West Garden at the Site of the Kaninnomiya Residence
- AddressKyotogyoen, Kamigyo-ku, Kyoto City
Stroll-style pond garden
Outline of garden
Address : Kyotogyoen, Kamigyo-ku, Kyoto City
Telephone : +81-(0)75-211-6348
Period of garden construction : Meiji and Taisho periods
Garden style : Stroll-style pond garden
Site area : 1,900 m2
Public openness : Open (No admission fee)
* * * * * * * * * *
The Kaninnomiya, one of the four hereditary imperial families, was established in 1710 by Imperial Prince Naohito Shinno, the sixth son of Emperor Higashiyama. The current Japanese imperial line has descended from the Kaninnomiya family since 1780. Following the relocation of the capital from Kyoto to Tokyo in 1869, most of the residences of imperial families and court nobles were removed and demolished, with the area converted into what is now known as the Kyoto Gyoen National Garden. However, one exception is the site of the Kaninnomiya residence, which remains in its original style. In order to preserve its high historical value, the buildings and the south garden were restored between 2003 and 2006, and the west garden was rebuilt during the period 2012-2013. It has been open to the public since 2006.
Photo-1. The site of the Kaninnomiya residence in the Kyoto Gyoen National Garden
The garden at the south of the residential house was first created in the middle of the 18th century. After several restorations, there is now a gently sloping lawn hill and a pond with small islands and the Suhama shore that consists of a pebbled beach and resembles a seashore landscape.
On the other hand, the garden at the west of the Kaninnomiya residence was created in the Meiji period as the residence of the director of the Kyoto branch office, the old ministry of Imperial Household. It is a stroll-style pond garden of the Edo period that was popular among the court nobility at that time. This style gives different views that can be enjoyed one after the other by walking along the path around a pond. The west garden is also characterized by the arrangement of a small stream (yarimizu), which is another traditional technique seen in the Shinden-zukuri garden style. In the west garden, many different types of stones are used within the bank of the pond, as stepping stones, and in the stone lanterns, including red Kurama stone, purple Kibune stone, and white Shirakawa stone from the areas around Kyoto.
Photo-2. A stroll-style pond garden
Photo-3. Arrangement of a small stream from the pond
Photo-4. Different types of stones used within the bank of the pond
Photo-5. A clear pond beside a walking path
The original layout of the removed director's residence, first built in 1892, has been restored and displayed through a set of wooden frames on the ground.
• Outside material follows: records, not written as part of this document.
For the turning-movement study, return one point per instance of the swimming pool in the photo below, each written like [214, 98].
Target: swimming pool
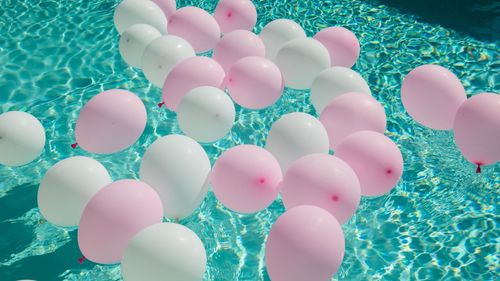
[439, 223]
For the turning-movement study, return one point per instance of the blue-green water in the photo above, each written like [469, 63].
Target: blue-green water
[439, 223]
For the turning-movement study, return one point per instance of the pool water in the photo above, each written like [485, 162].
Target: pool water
[439, 223]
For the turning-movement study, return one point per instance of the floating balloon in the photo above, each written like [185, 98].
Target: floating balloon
[352, 112]
[255, 82]
[245, 178]
[431, 94]
[333, 82]
[195, 25]
[206, 114]
[375, 158]
[68, 186]
[114, 216]
[110, 122]
[279, 32]
[301, 60]
[305, 243]
[295, 135]
[22, 138]
[177, 167]
[165, 250]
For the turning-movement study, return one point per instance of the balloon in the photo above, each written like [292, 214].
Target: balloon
[68, 186]
[237, 45]
[375, 158]
[189, 74]
[245, 178]
[22, 138]
[177, 167]
[279, 32]
[235, 14]
[161, 55]
[352, 112]
[322, 180]
[206, 114]
[195, 25]
[130, 12]
[305, 243]
[301, 60]
[295, 135]
[342, 45]
[110, 122]
[255, 82]
[164, 251]
[115, 215]
[431, 95]
[477, 129]
[134, 40]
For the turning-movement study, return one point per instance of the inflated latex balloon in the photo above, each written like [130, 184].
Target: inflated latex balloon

The view of the garden from the room can be understood based on its layout, such as an entrance at the front center, guest rooms at the east, and private rooms at the west across a courtyard. The main room for private life would have faced the garden. There are verandas positioned around the residence to enjoy the garden in all seasons. Standing next to the cylindrical stone washbasin "chozu-bachi," located near the veranda, appears to provide a full view of the garden, with the large trees and sunlight filtering to make a cool space. Small streams, or yarimizu, are said to flow naturally between the trees with stepping stones and can also be seen from the main room of the sukiya-zukuri (teahouse)-styled guesthouse.
Photo-6. The original layout of the removed director's residence
Photo-7. A set of wooden frames on the ground
Photo-8. The guest and private rooms facing a courtyard
To the present day, this restored compact garden successfully provides an open atmosphere to refine beauty as a product of a landscape style during the Meiji and Taisho periods.